At last, she relented. “Very well. I shall order my things packed. Oh, Darcy, I am sorry you had to witness that. It is the strain, I suppose, telling on us all. I did so hope that something could be heard of our poor Richard by now. Have you learned nothing new?”
“I am afraid not.”
“Darcy here—” the earl gestured—“thinks he might discover more by going to South Africa himself, but I advised him to wait on the weather. Perhaps he can accompany you to Derbyshire, my dear, for there seems little more he can do here in London, and no doubt he will be wanted at Pemberley before he goes.”
“A wonderful idea!” the countess cried.
“But, regrettably, impossible,” Darcy informed her. “I have business, which will require me to remain some days longer in London.”
“It is no matter, for I shall beg Georgiana for an introduction to her guests. At last, I shall have a chance to meet the young Mrs Fitzwilliam! I must come to know her, of course, for not only is she my sister-in-law, but a fellow American. Why, that adds so much lustre to the notion of going back to Matlock that I shall scarcely miss you, my dear!”
“Hold just a moment—” Reginald began to protest, but Darcy was already shaking his head in flat denial.
“I regret that the idea is out of the question, Your Ladyship.”
She puckered her mouth and narrowed her eyes at him.
“Darcy only means that… er, the poor girl has suffered enough. We would not wish to frighten her with a horde of family at such a time,” Reginald explained.
“Nonsense! A horde of family is precisely what she needs.
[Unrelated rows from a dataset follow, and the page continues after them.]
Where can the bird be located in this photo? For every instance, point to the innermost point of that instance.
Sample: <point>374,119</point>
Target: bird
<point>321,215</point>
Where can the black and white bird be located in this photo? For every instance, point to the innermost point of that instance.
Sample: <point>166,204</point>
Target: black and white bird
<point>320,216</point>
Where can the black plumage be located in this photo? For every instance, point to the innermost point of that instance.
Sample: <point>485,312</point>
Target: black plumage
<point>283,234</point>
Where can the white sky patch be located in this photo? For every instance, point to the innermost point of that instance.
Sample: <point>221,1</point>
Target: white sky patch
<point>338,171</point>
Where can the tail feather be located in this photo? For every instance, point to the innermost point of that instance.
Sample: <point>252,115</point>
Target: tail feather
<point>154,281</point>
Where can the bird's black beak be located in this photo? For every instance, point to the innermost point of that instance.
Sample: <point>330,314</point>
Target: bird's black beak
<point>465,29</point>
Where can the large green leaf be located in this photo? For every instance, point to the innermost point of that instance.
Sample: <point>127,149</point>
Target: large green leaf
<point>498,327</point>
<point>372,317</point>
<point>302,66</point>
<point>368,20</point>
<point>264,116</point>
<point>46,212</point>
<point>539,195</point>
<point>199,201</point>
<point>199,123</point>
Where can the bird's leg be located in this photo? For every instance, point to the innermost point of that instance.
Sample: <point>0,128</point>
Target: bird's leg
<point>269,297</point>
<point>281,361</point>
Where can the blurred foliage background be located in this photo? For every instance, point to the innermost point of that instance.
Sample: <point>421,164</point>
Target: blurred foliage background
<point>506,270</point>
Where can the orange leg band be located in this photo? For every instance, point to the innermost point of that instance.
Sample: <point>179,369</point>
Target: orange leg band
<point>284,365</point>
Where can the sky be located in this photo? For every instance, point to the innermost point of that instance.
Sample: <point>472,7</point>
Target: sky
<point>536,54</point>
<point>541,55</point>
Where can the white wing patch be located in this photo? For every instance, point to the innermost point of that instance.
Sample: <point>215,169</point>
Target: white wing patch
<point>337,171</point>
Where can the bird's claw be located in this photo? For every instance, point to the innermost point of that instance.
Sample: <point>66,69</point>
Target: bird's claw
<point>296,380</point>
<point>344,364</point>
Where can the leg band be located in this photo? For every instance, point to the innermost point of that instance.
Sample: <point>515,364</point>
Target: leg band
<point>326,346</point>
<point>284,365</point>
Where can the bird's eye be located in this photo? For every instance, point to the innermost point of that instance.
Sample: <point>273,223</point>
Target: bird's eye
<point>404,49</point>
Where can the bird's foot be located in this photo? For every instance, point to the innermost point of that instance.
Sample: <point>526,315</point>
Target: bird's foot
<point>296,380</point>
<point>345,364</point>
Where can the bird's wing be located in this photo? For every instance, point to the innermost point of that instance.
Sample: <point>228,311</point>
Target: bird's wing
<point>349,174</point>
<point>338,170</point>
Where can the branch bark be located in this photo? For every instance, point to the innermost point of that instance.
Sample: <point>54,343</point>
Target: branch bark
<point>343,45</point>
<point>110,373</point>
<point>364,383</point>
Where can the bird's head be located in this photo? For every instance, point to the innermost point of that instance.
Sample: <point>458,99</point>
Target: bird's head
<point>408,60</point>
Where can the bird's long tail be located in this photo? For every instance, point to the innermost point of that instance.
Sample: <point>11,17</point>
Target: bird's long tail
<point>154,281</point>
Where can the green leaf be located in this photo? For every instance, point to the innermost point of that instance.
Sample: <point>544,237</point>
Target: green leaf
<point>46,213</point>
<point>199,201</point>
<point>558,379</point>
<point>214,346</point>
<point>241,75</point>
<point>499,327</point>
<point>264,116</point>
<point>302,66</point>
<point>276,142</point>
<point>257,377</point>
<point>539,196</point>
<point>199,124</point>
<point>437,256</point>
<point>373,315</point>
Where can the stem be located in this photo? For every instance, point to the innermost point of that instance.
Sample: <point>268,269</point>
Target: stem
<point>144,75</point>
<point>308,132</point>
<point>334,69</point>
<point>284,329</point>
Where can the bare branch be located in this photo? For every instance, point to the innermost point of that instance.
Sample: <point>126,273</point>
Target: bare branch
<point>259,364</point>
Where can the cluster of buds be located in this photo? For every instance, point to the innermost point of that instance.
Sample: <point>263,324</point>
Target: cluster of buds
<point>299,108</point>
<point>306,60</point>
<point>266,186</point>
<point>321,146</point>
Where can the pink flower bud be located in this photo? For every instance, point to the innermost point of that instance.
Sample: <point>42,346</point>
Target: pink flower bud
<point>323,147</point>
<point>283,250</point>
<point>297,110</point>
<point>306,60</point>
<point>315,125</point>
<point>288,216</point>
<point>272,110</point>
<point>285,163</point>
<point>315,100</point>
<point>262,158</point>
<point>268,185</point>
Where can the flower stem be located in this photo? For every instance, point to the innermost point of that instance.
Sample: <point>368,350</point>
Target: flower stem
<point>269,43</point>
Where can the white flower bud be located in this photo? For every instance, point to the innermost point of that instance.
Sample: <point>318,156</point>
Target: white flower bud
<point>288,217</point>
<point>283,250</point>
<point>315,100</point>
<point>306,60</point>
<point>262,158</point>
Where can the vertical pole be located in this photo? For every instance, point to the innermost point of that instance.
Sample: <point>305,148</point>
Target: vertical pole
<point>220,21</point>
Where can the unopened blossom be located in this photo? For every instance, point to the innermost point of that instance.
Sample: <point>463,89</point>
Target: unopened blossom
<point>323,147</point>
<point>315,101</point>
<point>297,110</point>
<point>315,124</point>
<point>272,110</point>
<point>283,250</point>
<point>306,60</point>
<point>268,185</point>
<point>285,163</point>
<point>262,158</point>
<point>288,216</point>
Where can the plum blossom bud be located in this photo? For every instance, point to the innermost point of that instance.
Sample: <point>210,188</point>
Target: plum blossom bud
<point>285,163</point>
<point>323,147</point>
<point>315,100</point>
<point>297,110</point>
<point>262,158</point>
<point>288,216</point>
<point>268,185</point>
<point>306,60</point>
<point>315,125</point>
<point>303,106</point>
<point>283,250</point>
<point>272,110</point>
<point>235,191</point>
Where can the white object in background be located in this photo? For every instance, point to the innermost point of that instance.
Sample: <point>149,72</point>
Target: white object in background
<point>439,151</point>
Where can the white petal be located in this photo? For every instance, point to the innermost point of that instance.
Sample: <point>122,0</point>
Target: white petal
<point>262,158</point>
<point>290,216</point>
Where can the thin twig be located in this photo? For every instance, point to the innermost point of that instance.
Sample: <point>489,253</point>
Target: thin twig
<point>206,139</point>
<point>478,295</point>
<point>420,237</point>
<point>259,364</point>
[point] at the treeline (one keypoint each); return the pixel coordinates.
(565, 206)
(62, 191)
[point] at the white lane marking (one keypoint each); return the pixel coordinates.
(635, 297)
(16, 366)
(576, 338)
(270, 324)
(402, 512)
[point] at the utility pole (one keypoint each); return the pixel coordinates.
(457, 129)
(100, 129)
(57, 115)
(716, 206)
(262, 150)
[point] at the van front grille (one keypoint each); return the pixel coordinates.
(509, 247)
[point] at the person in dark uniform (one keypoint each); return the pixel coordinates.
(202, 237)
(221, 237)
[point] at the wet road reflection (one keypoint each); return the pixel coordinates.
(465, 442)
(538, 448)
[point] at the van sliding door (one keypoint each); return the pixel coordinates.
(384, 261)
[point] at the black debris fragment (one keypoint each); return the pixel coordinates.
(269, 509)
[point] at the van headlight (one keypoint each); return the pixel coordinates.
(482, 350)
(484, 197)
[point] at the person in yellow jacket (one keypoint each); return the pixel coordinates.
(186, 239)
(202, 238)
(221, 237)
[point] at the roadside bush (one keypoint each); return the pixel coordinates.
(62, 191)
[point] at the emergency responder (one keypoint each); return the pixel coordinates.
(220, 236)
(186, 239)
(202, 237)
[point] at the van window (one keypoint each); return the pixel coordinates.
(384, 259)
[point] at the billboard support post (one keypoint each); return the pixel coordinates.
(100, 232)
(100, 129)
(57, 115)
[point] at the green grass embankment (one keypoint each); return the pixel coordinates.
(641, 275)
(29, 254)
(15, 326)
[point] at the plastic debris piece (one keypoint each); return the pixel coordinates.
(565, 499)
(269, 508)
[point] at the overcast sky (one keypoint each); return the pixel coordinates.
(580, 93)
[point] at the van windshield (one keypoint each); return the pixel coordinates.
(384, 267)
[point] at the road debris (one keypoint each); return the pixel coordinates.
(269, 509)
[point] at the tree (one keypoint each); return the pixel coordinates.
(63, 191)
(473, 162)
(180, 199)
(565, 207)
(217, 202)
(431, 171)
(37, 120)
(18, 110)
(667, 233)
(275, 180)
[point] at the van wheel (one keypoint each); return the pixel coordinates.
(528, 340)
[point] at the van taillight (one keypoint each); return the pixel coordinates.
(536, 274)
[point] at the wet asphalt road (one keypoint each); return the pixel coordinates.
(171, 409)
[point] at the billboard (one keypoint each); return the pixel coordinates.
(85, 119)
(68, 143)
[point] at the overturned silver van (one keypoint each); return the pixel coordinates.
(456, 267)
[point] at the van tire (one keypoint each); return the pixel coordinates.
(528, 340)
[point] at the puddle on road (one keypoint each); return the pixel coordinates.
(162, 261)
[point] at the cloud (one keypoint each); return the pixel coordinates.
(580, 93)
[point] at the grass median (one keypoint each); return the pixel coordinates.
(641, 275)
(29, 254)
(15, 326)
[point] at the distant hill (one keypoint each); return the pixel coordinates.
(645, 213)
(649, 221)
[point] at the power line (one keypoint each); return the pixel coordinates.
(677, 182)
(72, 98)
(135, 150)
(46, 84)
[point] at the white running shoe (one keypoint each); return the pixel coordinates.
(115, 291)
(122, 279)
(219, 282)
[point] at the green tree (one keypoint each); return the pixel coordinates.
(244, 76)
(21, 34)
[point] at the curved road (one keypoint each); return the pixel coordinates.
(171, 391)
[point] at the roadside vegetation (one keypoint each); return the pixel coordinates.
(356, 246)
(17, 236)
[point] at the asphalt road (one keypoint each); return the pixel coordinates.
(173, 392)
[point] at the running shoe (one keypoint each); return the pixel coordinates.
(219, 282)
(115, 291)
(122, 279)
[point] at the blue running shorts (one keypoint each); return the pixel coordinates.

Why, you cannot send the child off to that dreary old estate with no word of her husband and nothing to do! I would not wonder if she were fit to run mad.”
“Come, my dear,” Reginald reasoned, “we cannot even be sure she is Richard’s wife. The last thing we wish to do now is create a fuss over her arrival and—”
“Do you mean—” she whirled upon her husband—“that you still have not even acknowledged her? You are keeping her locked away like some scandalous secret? My husband, I am ashamed of you.”
“It is only in defence of Richard,” the earl clarified. “Until we can be certain—”
“Certain, nothing! I shall go and comfort her myself, and you needn’t fear that I will spread talk. But the girl must have some welcome, if you will not do it.”
“Georgiana is there,” Darcy protested. “She has seen admirably to the guests.”
The countess curled her lip, and if Darcy could guess the cause of her disdain, he chose to overlook it. She recovered smoothly, hoisted her chin, and patted her husband sweetly on the cheek. “I was always fond of Georgiana. I hope she does not object to me occupying her guests on occasion. And Darcy, I have heard that Anne is back from the Continent. She will wish to accompany me to Matlock, I am sure.”
After that, the lady swept from the room, leaving both Darcy and the earl groaning in surrender. “Better send word to Georgie at once.”
Darcy nodded. “I wish I could put them all back on a ship and be done with the whole affair.”